I have looked at this from a few different angles already.
I have put together a new measure that helps to focus on the effects of credit collapse on home prices. I have graphed the relative prices of the median homes in each zip code in the top 20 metro areas. I split each MSA into 5 quintiles, by median home price. Then, over time, I compare the relative change in those prices, indexed to the year 2000 (Quintile 5 divided by Quintile 1).
Here, I have taken the average measure for MSAs, which I have divided into three categories:
1) Closed Access cities (NYC, LA, Boston, San Francisco, San Diego).
2) Contagion cities (Miami, Phoenix, Riverside, Tampa).

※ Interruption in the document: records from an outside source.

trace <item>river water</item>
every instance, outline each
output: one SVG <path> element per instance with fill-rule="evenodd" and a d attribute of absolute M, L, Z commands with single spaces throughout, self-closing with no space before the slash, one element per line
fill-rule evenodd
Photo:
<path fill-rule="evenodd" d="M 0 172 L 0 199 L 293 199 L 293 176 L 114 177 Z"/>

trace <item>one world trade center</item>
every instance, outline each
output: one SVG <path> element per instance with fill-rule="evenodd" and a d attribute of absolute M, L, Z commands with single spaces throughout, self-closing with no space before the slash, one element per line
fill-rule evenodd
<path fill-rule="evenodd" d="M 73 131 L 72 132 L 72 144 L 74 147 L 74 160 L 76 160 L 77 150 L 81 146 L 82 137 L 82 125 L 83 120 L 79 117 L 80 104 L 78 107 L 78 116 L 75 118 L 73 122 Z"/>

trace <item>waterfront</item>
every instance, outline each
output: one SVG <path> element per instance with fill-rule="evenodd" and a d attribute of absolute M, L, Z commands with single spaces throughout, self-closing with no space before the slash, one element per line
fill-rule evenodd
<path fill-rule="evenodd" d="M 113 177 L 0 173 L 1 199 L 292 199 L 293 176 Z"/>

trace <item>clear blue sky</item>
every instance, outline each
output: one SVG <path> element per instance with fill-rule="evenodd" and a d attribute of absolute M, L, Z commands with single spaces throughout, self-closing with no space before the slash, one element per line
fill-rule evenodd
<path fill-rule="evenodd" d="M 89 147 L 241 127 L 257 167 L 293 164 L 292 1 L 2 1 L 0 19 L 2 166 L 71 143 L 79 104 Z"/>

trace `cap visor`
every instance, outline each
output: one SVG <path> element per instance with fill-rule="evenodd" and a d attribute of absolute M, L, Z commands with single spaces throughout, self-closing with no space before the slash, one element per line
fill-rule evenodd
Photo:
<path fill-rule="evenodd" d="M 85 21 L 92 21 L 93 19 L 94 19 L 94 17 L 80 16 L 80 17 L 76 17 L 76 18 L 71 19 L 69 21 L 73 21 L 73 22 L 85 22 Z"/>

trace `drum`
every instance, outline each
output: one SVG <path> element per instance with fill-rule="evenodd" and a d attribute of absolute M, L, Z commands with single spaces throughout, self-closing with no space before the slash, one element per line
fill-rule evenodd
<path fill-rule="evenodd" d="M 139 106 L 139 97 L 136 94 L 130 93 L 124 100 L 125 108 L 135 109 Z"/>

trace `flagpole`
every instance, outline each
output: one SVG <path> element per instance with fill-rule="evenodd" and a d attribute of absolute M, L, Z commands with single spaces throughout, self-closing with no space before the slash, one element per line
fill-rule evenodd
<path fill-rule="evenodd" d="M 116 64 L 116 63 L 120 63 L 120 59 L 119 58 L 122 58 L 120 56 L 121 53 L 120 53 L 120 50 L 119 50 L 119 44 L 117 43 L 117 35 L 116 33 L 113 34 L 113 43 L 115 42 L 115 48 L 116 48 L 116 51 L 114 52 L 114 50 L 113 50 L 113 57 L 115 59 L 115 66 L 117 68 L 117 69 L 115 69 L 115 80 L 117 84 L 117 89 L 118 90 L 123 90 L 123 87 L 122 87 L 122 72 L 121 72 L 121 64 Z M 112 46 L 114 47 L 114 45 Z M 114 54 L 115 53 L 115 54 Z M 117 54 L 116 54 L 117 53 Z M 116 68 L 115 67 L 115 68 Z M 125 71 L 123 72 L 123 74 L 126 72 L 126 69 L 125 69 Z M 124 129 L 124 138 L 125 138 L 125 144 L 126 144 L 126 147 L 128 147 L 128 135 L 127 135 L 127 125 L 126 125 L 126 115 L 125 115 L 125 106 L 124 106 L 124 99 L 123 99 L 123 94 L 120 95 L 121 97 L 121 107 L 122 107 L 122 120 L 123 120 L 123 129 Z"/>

3) Other cities in the top 20.
As I have discussed earlier, the peculiar rise in low-tier home prices which has been attributed to credit supply is (1) generally limited to the Closed Access cities and (2) happened because high tier prices systematically rise at a slower pace than low tier homes. It is unlikely, then, that this effect was due to credit access to financially marginal borrowers. Furthermore, there are an insignificant number of middle class home buyers in the Closed Access cities. And, there was no relative rise nationally in borrowing among households with less income, education, etc.
We can see that in the graph, here. I have inverted the y-axis, so that where low tier prices rose relative to high tier prices, the measure rises, and where low tier prices declined relative to high tier prices, the measure declines. (This is all from the awesome data available at Zillow.com.)
Here, we can see how the rise in low tier prices was mostly in Closed Access cities during the boom. Most of the effect in the Contagion cities was in Miami and Riverside, because prices there reached levels where high tier prices begin to level off. In other cities, on average, low tier prices never rose at a faster pace than high tier prices.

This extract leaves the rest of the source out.